Where have the Berbicians gone?

For some time word has been that the results of the Census have been withheld because the Government was uncomfortable with the findings on Regions 5 and 6 from which the PPP/C derives a large part of its electoral support. Well the PRSPR has added a basis for those rumours and the results show that over the period 1990 and 2002, the population of region 6 has fallen by 13% while that of Region 5 has increased by less than 1500.

These numbers are quoted in absolute terms without any reference to what would be the population if the normal rate of net increase (births minus deaths) of 1% is considered. Using the target approach also and taking 1990 as the base, the population of Regions 5 and 6 have declined by 10% and 26% respectively and at the national level the decline is 8.9%.
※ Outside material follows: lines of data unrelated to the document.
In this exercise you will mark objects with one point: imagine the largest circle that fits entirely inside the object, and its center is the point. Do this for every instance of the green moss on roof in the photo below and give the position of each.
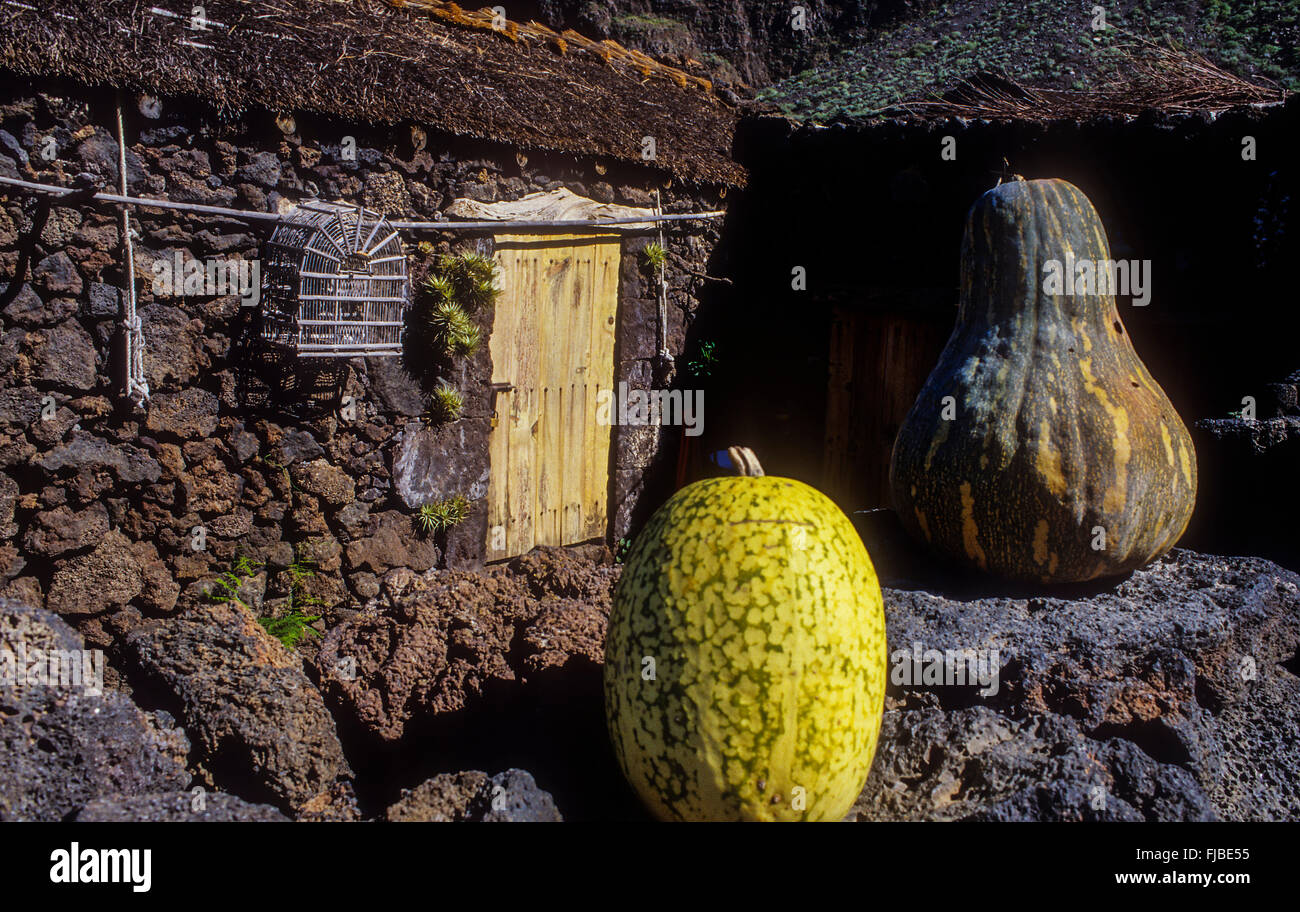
(1038, 43)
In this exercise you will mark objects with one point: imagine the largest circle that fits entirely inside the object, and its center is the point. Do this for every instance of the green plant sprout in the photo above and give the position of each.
(290, 626)
(654, 256)
(705, 361)
(459, 286)
(622, 548)
(447, 402)
(442, 515)
(229, 583)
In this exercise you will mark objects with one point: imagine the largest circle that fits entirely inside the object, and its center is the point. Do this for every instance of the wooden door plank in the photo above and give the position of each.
(505, 334)
(605, 308)
(579, 331)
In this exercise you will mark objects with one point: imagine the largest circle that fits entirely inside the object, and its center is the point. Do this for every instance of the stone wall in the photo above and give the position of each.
(99, 502)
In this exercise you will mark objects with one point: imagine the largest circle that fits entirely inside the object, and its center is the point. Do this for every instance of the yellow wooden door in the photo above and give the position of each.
(553, 341)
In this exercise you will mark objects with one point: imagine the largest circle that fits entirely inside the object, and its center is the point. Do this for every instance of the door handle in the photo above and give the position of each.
(495, 389)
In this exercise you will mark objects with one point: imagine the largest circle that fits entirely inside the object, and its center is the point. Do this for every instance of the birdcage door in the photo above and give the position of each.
(553, 354)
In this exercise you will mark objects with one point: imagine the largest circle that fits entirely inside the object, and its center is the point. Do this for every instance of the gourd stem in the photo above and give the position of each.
(744, 461)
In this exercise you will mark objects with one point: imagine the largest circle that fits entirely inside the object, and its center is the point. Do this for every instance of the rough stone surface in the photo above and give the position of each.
(438, 463)
(510, 797)
(255, 717)
(94, 454)
(1168, 695)
(63, 529)
(64, 355)
(109, 576)
(174, 807)
(61, 746)
(187, 413)
(391, 541)
(450, 638)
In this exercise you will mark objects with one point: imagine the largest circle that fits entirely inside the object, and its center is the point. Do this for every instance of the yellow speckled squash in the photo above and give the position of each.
(745, 661)
(1058, 459)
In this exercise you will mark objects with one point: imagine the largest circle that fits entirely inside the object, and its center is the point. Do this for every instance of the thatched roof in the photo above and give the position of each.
(421, 61)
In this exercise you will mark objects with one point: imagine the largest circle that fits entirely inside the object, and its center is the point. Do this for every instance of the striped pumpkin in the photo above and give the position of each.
(745, 660)
(1057, 459)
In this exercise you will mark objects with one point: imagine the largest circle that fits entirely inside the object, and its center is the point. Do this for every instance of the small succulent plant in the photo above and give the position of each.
(654, 256)
(442, 515)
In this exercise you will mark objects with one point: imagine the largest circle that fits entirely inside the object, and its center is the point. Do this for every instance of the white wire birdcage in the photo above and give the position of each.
(334, 282)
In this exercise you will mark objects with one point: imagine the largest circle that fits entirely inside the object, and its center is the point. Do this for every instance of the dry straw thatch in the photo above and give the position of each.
(375, 61)
(1148, 77)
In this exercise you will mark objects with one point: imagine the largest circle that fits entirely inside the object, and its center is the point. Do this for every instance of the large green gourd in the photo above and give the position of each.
(745, 660)
(1057, 459)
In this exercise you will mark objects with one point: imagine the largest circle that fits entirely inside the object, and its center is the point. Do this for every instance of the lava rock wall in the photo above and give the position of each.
(100, 503)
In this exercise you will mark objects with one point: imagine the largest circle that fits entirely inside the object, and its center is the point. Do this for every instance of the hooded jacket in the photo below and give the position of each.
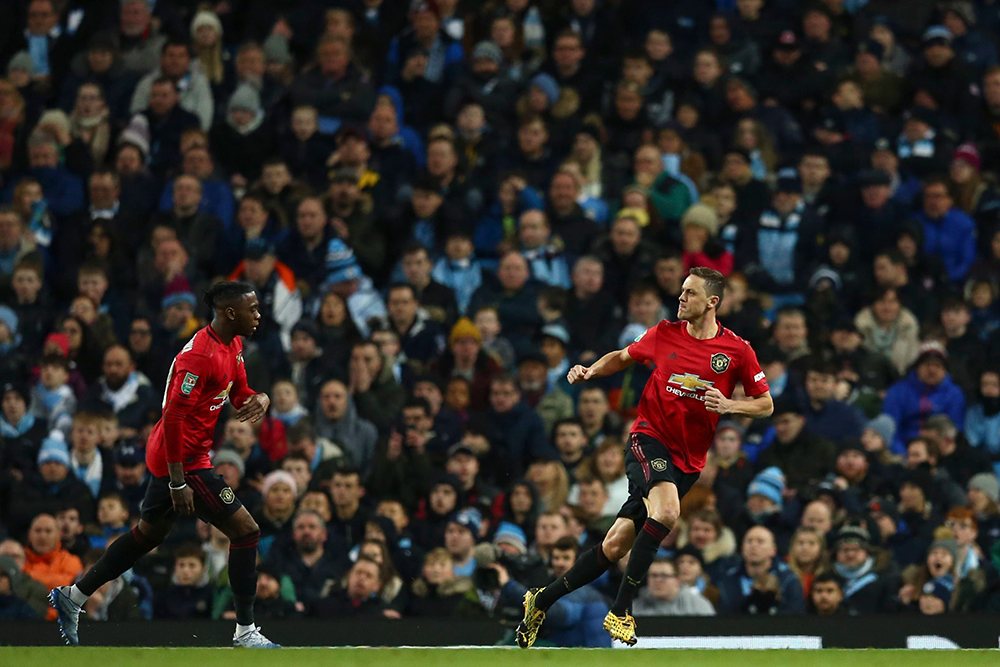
(909, 402)
(356, 435)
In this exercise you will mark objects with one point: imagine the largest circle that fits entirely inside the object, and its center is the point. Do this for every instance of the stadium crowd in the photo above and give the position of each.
(443, 205)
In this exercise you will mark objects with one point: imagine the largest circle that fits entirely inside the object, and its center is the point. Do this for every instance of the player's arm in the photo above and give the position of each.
(757, 407)
(609, 364)
(250, 406)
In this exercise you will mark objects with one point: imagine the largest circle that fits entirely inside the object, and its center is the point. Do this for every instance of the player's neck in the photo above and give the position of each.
(222, 331)
(704, 327)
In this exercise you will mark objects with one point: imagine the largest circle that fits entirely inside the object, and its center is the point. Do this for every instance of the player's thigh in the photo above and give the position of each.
(619, 539)
(216, 503)
(240, 523)
(664, 503)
The incongruity of a policy that permits a single project costing more than the capital budget of the rest of the country in a region with decreasing population needs no further comment. And this is without any reference to expenditure on the Berbice Bridge about which all the Report would say is being left to the same private sector which it criticises for not responding in the way it should to 'boost the economy and create jobs'.

Conclusion

The seriousness with which the Office of the President takes the document and the strategy is best seen by looking at the website which still lists as members of the Steering Committee George Jardim who left Guyana years ago and Ms. Jocelyn Dow who ceased to be a member for almost as long. Such elementary failure is evidence of the waste in which this country indulges year after year supported by the international financial agencies and the donor community. They could not care less that it is the taxpayers who eventually have to bear the burden of such extravagance and incompetence. It would be good to have a performance assessment system in the Office of the President but then the question is who dares to undertake it?

It is time that the PRSPR is scrapped and replaced by a Development Strategy that changes the economic model and strategy. One that moves away from donor dependence and an obsession with foreign investors whose only interest is maximum returns to one that recognises that for the foreseeable future we have to pursue a tri-sectoral approach to wealth-creation and development.

The rich poverty unit in the Office of the President can then be reassigned to do some real work instead of preparing an annual report that no one will bother to read. Guyana cannot afford such luxury and extravagance. Our intelligence cannot bear further insults.